The boy that I have makes me want to do bad things...He YELLLSSS, jumps on you (the annoying jump up/down 10 times), bites HARD (not just hands, he will bite whatever he can get), ect...And he is only 2 weeks old today! He's vicious! Usually they don't get vicious until about 4-6 weeks, but this guy decided to start early.    <- that's how I feel about that baby goat right now!
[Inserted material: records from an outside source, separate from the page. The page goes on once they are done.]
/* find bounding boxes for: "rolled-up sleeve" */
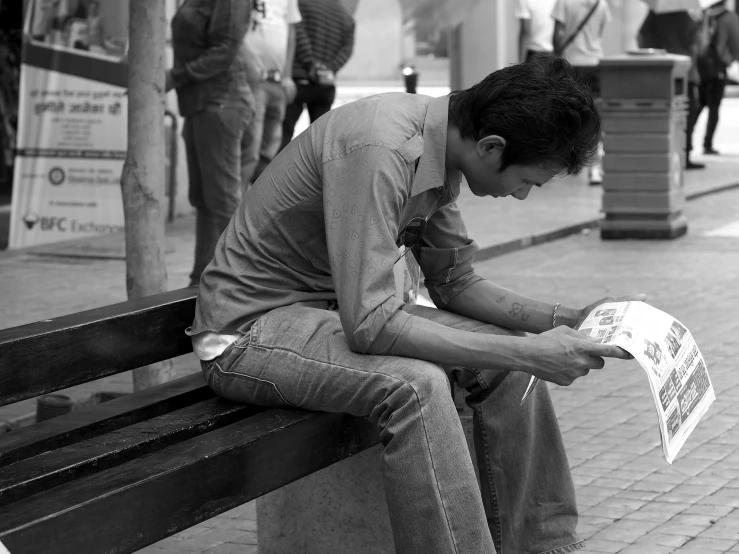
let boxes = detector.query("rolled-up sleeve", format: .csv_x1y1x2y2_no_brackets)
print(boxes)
323,144,414,355
418,201,484,308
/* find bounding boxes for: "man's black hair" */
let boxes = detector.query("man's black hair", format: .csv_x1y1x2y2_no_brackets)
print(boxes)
449,54,601,175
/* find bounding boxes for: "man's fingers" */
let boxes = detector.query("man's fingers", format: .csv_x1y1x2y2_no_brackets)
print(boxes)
585,355,606,370
587,343,633,360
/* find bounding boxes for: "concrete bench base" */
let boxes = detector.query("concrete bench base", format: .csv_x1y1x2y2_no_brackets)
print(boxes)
258,408,478,553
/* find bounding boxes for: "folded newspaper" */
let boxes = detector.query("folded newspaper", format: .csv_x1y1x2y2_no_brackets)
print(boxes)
521,301,715,464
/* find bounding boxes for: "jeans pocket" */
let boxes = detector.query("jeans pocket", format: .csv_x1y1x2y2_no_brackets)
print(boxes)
203,324,297,409
204,102,249,138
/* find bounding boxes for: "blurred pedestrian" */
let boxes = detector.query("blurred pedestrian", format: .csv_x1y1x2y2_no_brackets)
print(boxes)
279,0,354,150
167,0,254,286
517,0,557,63
694,0,739,156
637,9,705,170
552,0,610,185
240,0,302,191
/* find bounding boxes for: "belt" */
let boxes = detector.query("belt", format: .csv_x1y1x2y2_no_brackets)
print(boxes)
262,69,282,83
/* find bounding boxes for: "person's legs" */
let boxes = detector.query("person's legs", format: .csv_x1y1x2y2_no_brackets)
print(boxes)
240,83,267,193
577,66,603,185
252,82,287,183
280,82,310,151
409,306,583,554
204,303,581,554
187,102,250,285
703,77,726,154
183,117,207,285
686,80,705,169
306,85,336,123
205,304,495,554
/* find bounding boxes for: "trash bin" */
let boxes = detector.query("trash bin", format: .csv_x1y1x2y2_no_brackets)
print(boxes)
598,51,692,239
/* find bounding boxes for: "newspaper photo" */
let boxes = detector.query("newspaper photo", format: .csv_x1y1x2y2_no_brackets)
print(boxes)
522,301,715,464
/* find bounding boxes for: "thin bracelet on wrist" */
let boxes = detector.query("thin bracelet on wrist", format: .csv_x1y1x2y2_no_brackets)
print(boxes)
552,302,561,329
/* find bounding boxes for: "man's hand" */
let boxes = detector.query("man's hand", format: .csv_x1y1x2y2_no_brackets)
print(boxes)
575,294,648,329
525,326,632,386
282,77,297,103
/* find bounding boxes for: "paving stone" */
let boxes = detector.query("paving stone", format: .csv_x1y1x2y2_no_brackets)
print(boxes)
698,490,739,508
680,537,738,551
697,523,739,541
622,502,691,524
578,515,618,540
585,497,648,520
590,519,662,544
652,521,712,538
615,489,663,502
590,477,639,491
618,544,676,554
657,483,718,504
581,539,631,553
681,504,734,519
637,531,691,548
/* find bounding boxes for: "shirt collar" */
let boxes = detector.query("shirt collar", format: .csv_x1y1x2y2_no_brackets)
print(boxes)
410,95,462,197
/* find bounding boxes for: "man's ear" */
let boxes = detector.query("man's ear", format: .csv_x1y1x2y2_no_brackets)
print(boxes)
476,135,507,159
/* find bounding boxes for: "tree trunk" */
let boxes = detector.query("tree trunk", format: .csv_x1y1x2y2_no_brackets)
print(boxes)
121,0,176,391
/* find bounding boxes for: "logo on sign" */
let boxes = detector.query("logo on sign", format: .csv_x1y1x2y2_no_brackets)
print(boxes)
48,167,66,186
22,213,68,231
23,212,39,230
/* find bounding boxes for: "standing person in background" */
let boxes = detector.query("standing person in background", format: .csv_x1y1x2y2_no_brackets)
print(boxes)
280,0,354,150
517,0,557,63
552,0,610,185
240,0,302,192
694,0,739,156
167,0,254,287
637,9,706,170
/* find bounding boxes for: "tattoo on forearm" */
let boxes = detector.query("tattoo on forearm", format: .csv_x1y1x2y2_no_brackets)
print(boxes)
509,302,525,318
497,295,506,303
521,312,530,321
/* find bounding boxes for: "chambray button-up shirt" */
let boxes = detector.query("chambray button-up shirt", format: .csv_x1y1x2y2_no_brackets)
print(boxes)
190,92,483,359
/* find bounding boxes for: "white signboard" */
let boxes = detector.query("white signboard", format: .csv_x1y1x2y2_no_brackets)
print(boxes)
10,0,129,249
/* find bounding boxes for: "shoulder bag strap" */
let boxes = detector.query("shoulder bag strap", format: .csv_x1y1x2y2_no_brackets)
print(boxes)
559,0,601,55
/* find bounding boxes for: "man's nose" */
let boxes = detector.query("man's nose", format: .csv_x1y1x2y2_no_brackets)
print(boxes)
512,185,532,200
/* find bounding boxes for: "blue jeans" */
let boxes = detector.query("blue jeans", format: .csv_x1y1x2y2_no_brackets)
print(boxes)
240,81,287,190
183,100,252,285
201,303,584,554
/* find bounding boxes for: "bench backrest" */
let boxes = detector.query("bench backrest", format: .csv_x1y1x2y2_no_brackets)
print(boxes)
0,287,198,408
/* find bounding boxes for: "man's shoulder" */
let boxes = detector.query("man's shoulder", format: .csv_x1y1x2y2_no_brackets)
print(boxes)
324,93,430,155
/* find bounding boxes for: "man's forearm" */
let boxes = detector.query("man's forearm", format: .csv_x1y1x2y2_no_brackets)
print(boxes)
398,314,535,373
442,279,579,333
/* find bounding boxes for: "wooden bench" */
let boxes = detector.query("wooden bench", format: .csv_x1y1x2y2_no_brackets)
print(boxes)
0,287,379,554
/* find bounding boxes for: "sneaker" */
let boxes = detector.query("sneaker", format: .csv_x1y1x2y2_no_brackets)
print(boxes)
703,147,720,155
686,159,705,170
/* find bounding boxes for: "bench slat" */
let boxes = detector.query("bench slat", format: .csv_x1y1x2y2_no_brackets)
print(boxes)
0,396,266,507
0,288,197,407
0,373,209,468
0,408,379,554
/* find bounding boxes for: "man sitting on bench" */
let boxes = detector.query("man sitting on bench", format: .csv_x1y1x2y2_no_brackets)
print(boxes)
187,55,642,554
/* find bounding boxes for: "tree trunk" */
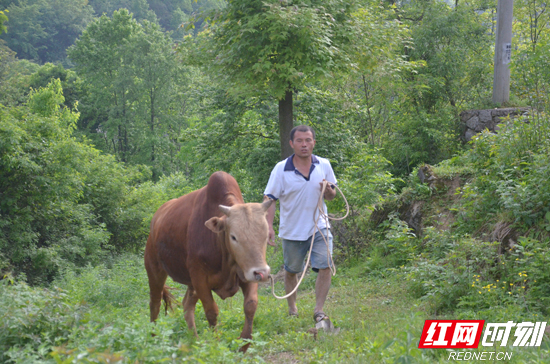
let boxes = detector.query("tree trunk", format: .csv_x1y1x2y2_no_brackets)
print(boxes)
150,88,156,180
150,88,155,163
278,89,294,159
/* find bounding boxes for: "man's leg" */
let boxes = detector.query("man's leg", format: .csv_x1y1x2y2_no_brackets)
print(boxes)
314,268,331,315
311,228,333,317
285,271,298,315
282,236,310,316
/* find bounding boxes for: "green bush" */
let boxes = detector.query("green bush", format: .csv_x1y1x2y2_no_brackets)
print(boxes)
0,80,111,283
107,171,194,253
55,255,150,309
406,230,497,314
0,79,179,283
512,36,550,113
509,237,550,316
0,278,86,363
448,115,550,232
497,154,550,225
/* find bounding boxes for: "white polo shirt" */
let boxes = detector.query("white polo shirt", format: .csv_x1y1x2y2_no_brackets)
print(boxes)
264,154,337,240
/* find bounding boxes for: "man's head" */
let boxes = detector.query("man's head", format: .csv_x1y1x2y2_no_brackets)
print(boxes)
289,125,316,159
290,125,316,141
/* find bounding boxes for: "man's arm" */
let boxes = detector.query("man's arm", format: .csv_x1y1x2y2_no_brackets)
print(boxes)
265,196,277,246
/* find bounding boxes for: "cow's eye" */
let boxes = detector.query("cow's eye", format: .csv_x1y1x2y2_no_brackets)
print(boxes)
231,235,237,241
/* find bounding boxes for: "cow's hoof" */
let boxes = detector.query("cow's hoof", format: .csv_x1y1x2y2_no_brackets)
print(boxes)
238,342,251,353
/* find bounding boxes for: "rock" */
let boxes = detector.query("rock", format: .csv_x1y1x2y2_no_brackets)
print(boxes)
491,221,517,251
478,110,492,124
399,201,424,236
464,129,477,142
459,110,476,121
417,165,427,183
418,164,436,184
461,107,532,142
466,116,480,130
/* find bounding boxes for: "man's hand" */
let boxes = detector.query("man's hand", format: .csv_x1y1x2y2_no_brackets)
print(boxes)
319,179,336,201
268,227,276,246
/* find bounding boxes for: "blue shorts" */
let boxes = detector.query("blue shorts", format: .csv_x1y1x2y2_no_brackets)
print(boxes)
282,228,333,274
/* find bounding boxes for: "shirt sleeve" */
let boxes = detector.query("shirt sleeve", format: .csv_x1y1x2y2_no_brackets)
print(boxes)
264,164,283,200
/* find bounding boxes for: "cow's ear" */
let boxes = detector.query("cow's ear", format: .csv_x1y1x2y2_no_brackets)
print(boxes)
205,216,226,233
219,205,231,216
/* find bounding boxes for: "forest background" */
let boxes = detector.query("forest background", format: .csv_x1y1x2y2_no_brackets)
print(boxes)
1,0,550,362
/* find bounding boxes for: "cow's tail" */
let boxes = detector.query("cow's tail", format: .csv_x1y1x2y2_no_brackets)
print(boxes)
162,285,176,315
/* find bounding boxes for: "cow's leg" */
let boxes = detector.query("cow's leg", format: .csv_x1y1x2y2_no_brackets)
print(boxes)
194,284,219,328
145,259,168,322
238,281,258,353
182,286,199,336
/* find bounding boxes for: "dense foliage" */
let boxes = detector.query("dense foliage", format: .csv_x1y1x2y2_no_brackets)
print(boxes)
0,0,94,64
401,112,550,320
0,0,223,65
0,80,193,284
68,9,193,178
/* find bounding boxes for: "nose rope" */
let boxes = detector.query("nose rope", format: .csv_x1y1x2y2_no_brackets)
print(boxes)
269,180,349,299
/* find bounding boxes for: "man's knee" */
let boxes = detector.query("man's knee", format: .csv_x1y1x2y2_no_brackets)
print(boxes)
285,270,297,279
316,268,331,277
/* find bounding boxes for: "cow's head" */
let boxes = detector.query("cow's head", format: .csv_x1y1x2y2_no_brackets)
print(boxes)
205,199,273,282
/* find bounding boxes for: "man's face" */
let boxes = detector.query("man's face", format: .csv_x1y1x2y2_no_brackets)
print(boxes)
290,130,316,159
Thank God he is leaving next weekend!!


----------



## SDGsoap&dairy (Mar 24, 2011)

I have one who's a screamer right now.  And his twin sister is one of the quietest kids we've had!  I think how much they yell, despite identical conditions, is just a personality trait.  A half sibling by the same buck last year was a loud mouth just like this kid.  I think the key with bottle babies is the same as with puppies... don't spoil them those first few weeks when they're the cutest things ever or you'll be paying for it long after they're not quite as cute.


----------



## Theykeepmebusy (Mar 24, 2011)

She bites too!!!! My hands have cuts on them from her!!!  I am ignoring her, her brother and pen mate, they are so quite and calm, they really don't complain about anything.  I don't see how they put up with her screaming. * Sigh of relief to everyone's replies.  When I brought them home (day old), Rolls said put them out side, so I put them in the pen and have bottle fed out there, I let them out in the mornings to be with the herd, and every night before I pen them back, I play chase with them, just because it's funny.   I hope this doesn't last to long with her,  I'm sticking with ignoring.     she's outside the window now   Round 2 !!!!!!


----------



## chubbydog811 (Mar 24, 2011)

That's how it is with my kids to! 2 of the boys are perfect little angels (as far as I can see anyway lol) They don't bite, they barely talk, and they don't jump. The twin to the boy, is a little loud, bites a little, and only jumps a little (only when she is hungry though)...But the boy...My goodness, he is a loudmouth ankle biter!!! 
You can sleep a little better knowing you are NOT alone! 
Good luck with the ignoring game...It's actually pretty easy once they have you ticked off to that "I'm going to kill you" point.


----------



## Theykeepmebusy (Mar 24, 2011)

I told her what I told my sons, I will give them super glue as chap stick.


----------



## getchasome (Mar 24, 2011)

she sounds like a typical baby that has figured out if she makes noise, mama comes   I agree with the ignoring her part and she'll learn


----------



## Theykeepmebusy (Mar 25, 2011)

I ignored and succeeded, today she is not yelling at me, I have the window open, family is talking being normal and not covering our ears anymore. She is a goat.


----------